Il a refusé toute délégation élargie ou protocole renforcé, préférant un format bilatéral sobre, dans lequel le gouvernement libanais reste l’unique interlocuteur de la Syrie. Aucune réunion tripartite (avec le Hezbollah ou Amal) n’a eu lieu, ce qui confirme la volonté de Salam de garder une ligne institutionnelle.

Mais ce choix comporte des risques. Al Quds cite des sources parlementaires qui craignent que cette initiative “soit perçue comme une ouverture unilatérale” sans contrepartie claire. Dans un système politique aussi fragmenté que celui du Liban, la marge d’initiative personnelle du chef de l’exécutif est étroite.

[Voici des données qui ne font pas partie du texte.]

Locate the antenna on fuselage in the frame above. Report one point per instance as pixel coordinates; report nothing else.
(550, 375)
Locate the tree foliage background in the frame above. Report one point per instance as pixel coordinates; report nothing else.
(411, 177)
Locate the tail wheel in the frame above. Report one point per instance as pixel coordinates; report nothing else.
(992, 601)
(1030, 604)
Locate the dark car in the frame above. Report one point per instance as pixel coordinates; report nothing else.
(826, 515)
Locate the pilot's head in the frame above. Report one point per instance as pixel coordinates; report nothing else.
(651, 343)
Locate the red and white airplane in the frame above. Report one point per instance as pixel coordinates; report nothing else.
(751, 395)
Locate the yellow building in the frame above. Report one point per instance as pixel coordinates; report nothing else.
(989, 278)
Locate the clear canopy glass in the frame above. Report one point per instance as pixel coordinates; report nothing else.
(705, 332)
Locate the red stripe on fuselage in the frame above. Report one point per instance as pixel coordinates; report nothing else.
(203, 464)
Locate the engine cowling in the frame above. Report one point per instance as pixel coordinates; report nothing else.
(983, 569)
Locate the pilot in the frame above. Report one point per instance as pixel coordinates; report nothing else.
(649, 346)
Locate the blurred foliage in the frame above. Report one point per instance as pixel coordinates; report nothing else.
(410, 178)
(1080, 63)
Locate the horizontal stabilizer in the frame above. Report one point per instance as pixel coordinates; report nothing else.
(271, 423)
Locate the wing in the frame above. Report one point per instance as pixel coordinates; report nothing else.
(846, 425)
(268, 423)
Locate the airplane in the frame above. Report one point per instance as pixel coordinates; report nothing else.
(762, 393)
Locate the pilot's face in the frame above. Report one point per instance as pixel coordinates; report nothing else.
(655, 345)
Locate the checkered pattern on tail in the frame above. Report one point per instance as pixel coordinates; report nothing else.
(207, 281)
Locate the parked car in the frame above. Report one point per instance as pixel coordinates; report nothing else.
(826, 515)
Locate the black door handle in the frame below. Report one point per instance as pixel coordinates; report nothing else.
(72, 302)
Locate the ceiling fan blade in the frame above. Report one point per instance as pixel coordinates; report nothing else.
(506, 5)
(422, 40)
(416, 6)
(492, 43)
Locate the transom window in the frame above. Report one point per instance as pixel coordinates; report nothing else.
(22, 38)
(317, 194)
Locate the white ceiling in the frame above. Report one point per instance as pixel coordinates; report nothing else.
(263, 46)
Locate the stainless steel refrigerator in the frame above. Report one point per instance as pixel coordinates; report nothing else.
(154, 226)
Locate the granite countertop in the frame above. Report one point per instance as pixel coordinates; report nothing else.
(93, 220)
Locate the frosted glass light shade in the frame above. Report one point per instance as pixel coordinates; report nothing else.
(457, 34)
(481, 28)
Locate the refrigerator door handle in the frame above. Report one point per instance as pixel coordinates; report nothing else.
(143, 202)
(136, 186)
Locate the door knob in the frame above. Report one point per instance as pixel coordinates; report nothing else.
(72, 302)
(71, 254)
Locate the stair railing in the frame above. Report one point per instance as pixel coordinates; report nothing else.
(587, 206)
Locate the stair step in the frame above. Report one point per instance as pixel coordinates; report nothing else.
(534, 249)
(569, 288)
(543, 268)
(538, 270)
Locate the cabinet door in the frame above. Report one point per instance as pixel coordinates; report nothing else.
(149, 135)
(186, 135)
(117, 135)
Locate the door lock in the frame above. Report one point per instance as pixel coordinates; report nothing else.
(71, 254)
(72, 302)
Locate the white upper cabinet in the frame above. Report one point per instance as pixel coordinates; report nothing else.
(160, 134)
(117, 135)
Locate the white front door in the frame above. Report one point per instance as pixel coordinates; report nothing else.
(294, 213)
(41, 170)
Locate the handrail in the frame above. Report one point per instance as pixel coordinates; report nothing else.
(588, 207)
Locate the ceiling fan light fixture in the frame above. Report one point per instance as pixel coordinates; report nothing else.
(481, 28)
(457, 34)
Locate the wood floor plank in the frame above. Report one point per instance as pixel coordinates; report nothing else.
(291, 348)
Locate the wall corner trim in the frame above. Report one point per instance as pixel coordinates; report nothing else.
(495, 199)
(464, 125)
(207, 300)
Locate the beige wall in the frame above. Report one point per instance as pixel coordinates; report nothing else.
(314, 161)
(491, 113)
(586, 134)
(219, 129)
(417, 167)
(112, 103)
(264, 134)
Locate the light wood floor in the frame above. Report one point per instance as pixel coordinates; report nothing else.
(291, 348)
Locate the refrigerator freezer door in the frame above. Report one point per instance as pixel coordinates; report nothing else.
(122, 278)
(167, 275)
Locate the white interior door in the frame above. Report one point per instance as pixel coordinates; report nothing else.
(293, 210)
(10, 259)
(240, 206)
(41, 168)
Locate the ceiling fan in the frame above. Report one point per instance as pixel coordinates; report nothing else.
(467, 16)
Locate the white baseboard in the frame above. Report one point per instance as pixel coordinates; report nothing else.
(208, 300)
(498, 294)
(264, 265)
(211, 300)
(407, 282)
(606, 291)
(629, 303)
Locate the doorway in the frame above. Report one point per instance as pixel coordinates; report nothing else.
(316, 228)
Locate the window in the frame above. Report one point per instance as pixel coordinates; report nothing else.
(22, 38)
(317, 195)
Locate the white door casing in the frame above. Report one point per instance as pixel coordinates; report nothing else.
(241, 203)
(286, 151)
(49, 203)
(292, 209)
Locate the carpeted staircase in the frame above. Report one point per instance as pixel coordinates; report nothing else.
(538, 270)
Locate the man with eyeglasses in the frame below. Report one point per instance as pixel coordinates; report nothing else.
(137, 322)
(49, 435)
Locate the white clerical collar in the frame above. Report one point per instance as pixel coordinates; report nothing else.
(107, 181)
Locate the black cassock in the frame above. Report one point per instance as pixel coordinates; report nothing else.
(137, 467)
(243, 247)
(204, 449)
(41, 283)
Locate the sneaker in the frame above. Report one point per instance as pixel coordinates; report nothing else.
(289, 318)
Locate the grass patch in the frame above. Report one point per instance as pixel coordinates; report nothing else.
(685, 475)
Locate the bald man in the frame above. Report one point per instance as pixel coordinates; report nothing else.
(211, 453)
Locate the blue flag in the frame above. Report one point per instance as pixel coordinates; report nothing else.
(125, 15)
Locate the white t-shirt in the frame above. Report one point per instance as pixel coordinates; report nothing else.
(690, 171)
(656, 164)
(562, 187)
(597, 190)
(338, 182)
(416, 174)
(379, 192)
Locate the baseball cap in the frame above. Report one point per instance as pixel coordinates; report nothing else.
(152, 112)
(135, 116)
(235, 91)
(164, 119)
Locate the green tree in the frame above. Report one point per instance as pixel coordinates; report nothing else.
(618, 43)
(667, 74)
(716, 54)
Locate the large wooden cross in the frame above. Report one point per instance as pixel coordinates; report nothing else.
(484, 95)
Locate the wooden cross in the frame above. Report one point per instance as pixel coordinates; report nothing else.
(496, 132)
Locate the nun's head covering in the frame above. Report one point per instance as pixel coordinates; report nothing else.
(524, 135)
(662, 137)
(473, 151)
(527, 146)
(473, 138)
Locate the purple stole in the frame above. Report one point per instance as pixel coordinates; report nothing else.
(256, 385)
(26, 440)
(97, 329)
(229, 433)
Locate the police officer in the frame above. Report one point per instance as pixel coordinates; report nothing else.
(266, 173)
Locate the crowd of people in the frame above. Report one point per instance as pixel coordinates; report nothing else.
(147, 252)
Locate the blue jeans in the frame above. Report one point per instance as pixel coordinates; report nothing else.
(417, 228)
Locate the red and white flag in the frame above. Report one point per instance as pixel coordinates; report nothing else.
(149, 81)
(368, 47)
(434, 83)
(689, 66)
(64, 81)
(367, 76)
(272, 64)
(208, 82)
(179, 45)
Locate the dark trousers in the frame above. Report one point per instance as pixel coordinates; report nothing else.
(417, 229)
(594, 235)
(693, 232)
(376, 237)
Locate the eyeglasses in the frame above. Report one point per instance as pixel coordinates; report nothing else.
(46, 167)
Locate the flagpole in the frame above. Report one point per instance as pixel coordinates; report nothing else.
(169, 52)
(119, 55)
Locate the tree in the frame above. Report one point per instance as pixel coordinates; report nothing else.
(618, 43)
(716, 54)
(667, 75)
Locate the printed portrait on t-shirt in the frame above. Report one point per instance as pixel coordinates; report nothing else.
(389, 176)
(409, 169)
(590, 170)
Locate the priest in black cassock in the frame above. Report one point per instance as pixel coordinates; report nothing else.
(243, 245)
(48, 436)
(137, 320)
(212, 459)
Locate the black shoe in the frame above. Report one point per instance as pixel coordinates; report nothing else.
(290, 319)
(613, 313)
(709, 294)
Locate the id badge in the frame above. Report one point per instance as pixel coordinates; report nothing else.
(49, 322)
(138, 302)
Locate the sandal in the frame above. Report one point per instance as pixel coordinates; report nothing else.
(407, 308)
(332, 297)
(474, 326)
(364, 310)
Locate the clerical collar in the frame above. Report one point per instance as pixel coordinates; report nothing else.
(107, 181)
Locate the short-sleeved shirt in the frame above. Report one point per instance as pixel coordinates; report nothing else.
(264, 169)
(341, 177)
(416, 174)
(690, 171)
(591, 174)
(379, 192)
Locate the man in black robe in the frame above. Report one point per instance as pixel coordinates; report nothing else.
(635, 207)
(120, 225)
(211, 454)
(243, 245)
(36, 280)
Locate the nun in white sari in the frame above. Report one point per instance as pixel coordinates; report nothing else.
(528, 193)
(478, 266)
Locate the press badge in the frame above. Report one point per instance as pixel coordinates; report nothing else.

Nawaf Salam devra prouver, dans les semaines à venir, que cette démarche s’accompagne de bénéfices concrets pour l’État et non de simples effets d’annonce.

Quelle souveraineté pour quel État ?

En toile de fond de cette séquence diplomatique, une question majeure persiste : quelle souveraineté l’État libanais peut-il exercer, dans un système où les équilibres communautaires, régionaux et sécuritaires neutralisent l’autorité institutionnelle ?

Les échanges avec Damas sont un test : test de la capacité du gouvernement à négocier avec un voisin anciennement dominateur, test de la volonté de Damas de respecter les nouveaux équilibres, test aussi de la réaction des puissances régionales.

Al Akhbar évoque une “souveraineté négociée”, dans laquelle le Liban n’impose plus ses conditions mais tente d’obtenir des marges de manœuvre par le jeu diplomatique. Ce paradigme est réaliste mais problématique. Il suggère que l’État n’est plus le centre du pouvoir, mais un acteur parmi d’autres dans une architecture composite.

La souveraineté n’est plus un principe, mais une variable d’ajustement entre intérêts divergents : ceux de la Syrie, ceux de l’Arabie saoudite, ceux du Hezbollah, ceux de l’armée, et ceux du gouvernement.